¿Sabías que hay un lugar en Buenos Aires que combina historia, glamour y un despliegue arquitectónico que deja boquiabierto a cualquiera? El Edificio Myers y Gross es un ícono del centro capitalino que se impone desde 1926, ubicado en la prestigiosa Avenida Corrientes. Fue encargado por los magnates Daniel Myers y Federico Gross, quienes querían que la ciudad tuviera un símbolo de poder y progreso. Este coloso de cemento y elegancia no solo es un deleite visual, sino que también desafía los intereses modernos que algunos prefieren olvidar.
Si hablamos de Edificio Myers y Gross, hablamos de historia con fundamentos sólidos. Erigido en el despertar de un auge económico que América Latina disfrutaba durante el siglo XX, el edificio fue y sigue siendo un testimonio de lo que un espíritu emprendedor puede lograr. Diseñado por los arquitectos húngaro-españoles José Nicolás Jiménez y Eduardo T. Schenone, el diseño del edificio hace un guiño inconfundible al movimiento Art Decó, un estilo que prioriza la funcionalidad sin sacrificar belleza. Su fachada está adornada con detalles geométricos y simétricos, destellos de modernidad que retan la monotonía que tantos edificios posmodernos promueven.
Pero, a diferencia de las ideologías que se oponen a la tradición, el Edificio Myers y Gross no claudica. En su interior, uno puede encontrar detalles que reflejan otros tiempos: mármoles traídos desde el extranjero, maderas nobles que rezuman historia, y, por supuesto, la épica presencia de ascensores originales que aún siguen operativos. En un mundo que se mueve demasiado rápido, este lugar es un recordatorio de los valores que forjan las naciones: el compromiso, el esfuerzo, y una pizca de orgullo bien justificado.
Aquellos que sostienen que debemos barrer con el pasado para abrirle paso al futuro, deberían pasearse un rato por aquí. Las lecciones que ofrece el Edificio Myers y Gross seguramente inquietarán a cualquiera que crea ciegamente en la demolición de lo tradicional para construir lo nuevo
¿Qué mejor repelente contra ideas desmesuradas que una clara evidencia de que lo que ya existe puede ser suficiente? Sin duda alguna, Myers y Gross sabían lo que estaban haciendo al crear un símbolo de estatus que, incluso hoy, prevalece sobre las modas efímeras. Desde su ubicación privilegiada en pleno centro porteño, el edificio no solo es un espacio funcional de oficinas y comercios, sino también un lugar que evoca orgullo cultural y estable una conexión con esa Buenos Aires que una vez fue vista como la "París de Sudamérica".

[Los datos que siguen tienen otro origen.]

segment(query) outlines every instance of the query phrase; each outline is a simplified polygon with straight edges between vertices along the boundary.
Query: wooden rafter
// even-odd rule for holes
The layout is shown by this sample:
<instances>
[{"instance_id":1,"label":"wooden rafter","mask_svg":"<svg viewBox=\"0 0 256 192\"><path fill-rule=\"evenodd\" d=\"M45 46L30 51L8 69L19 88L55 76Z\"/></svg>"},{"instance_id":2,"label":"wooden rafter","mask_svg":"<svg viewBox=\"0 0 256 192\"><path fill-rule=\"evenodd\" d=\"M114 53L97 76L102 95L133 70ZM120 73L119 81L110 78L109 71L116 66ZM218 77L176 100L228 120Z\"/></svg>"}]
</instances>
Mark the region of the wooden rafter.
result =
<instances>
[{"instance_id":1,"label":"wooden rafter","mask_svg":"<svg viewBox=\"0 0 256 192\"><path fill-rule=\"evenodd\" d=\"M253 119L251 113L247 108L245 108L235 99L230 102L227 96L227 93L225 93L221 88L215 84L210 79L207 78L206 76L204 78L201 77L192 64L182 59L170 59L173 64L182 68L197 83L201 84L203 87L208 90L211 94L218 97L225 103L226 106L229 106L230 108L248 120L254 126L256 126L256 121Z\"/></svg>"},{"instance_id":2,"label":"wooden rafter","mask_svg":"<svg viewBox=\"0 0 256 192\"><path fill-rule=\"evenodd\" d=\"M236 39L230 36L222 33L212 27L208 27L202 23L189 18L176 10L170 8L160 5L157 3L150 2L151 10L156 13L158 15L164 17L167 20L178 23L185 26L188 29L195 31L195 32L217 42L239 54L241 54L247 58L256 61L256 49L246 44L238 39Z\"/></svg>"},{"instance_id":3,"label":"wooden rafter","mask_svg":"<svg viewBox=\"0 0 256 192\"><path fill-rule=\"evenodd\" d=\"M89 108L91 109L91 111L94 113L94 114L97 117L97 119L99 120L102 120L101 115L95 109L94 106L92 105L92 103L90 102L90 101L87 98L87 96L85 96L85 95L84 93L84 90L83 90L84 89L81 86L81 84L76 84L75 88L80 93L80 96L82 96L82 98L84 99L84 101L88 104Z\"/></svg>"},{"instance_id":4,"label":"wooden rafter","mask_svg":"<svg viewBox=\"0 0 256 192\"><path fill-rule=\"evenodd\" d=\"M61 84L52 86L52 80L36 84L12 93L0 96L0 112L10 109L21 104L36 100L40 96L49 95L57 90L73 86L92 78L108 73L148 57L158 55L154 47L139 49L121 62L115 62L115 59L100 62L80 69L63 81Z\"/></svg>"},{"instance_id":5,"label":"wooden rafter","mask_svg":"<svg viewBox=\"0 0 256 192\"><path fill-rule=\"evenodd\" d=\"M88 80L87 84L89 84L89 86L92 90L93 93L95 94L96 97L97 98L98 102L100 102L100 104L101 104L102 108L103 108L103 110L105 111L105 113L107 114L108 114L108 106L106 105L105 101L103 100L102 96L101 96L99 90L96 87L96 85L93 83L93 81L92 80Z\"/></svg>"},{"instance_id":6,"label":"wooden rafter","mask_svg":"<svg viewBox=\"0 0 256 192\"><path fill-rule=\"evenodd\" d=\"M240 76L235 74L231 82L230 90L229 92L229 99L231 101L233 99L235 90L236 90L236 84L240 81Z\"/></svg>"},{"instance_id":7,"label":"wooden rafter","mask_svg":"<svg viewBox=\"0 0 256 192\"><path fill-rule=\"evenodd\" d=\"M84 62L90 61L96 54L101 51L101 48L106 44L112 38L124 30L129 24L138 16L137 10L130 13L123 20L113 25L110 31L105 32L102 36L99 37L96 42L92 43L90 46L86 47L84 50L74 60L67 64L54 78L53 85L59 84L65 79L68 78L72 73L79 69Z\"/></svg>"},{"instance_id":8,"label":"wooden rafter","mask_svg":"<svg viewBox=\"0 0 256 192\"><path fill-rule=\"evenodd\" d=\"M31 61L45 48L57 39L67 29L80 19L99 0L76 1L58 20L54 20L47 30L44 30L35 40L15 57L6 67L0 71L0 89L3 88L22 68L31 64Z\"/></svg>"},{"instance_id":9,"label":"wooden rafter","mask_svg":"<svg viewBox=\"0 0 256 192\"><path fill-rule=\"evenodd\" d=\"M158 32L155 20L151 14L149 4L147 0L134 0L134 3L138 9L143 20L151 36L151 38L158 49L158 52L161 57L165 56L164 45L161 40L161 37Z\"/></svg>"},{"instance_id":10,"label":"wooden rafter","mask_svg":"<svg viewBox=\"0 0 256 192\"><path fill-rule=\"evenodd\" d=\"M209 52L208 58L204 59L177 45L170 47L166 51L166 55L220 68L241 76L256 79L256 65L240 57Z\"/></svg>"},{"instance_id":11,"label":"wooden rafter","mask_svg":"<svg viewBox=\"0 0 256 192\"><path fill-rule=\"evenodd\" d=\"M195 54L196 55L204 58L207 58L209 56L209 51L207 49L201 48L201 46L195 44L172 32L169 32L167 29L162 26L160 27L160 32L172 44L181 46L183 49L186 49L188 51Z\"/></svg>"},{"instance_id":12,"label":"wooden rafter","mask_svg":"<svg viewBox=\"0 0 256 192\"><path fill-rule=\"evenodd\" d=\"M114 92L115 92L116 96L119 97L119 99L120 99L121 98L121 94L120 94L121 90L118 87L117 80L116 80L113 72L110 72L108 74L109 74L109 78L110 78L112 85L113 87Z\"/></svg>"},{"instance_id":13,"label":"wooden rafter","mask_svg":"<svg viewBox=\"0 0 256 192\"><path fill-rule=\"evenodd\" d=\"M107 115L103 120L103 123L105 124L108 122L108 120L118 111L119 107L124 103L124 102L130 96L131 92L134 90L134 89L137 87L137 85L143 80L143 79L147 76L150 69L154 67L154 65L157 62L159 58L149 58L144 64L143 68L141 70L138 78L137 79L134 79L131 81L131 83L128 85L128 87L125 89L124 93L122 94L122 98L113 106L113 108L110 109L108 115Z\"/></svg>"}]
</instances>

El rol económico tampoco puede ser subestimado. En su época dorada, no solo era un edificio sino un hervidero de negocios y actividades que proyectaban hacia el futuro. Sin embargo, las políticas de negligencia estatal, los impuestos opresivos y aquel inefable rejuegue regulatorio casi llevaron a este coloso al borde de la obsolescencia. No obstante, tal y como resurge el espíritu de superación, el Edificio Myers y Gross ha demostrado resiliencia contra las adversidades impuestas por las coyunturas económicas
Por otra parte, algunos podrían inclinar vastas sumas de dinero en proyectos supuestamente verdes, buscando una renovación artificial que no hace más que desarraigar identidades vigentes. Un edificio como el Myers y Gross, de casi un siglo de antigüedad, deja en claro que ser sostenible no es solo plantar árboles en azoteas; es cuidar y preservar lo que tenemos.
Así que antes de amontonarse en movimientos que solo critican el glorioso pasado en favor de un vacío futuro impecable, una visita al Edificio Myers y Gross podría proporcionar una invaluable dosis de perspectiva. Ni los votos, ni las protestas pueden cambiar la realidad que está esculpida en piedra, cemento y hierro
Este edificio es un testimonio para recordar que las grandes civilizaciones no siempre caen ante la crítica, sino que resisten precisamente porque entienden la importancia de sus cimientos. Este gigante no necesariamente se mueve al ritmo de tiempos modernos, pero sigue dominante y monumental, como una llama que se niega a extinguirse.
Si estás en Buenos Aires y buscas un poco de inspiración, algo de tradición bien asentada, o simplemente la prueba tangible de que los cambios no siempre significan progreso, entonces date el gusto de conocer el Edificio Myers y Gross.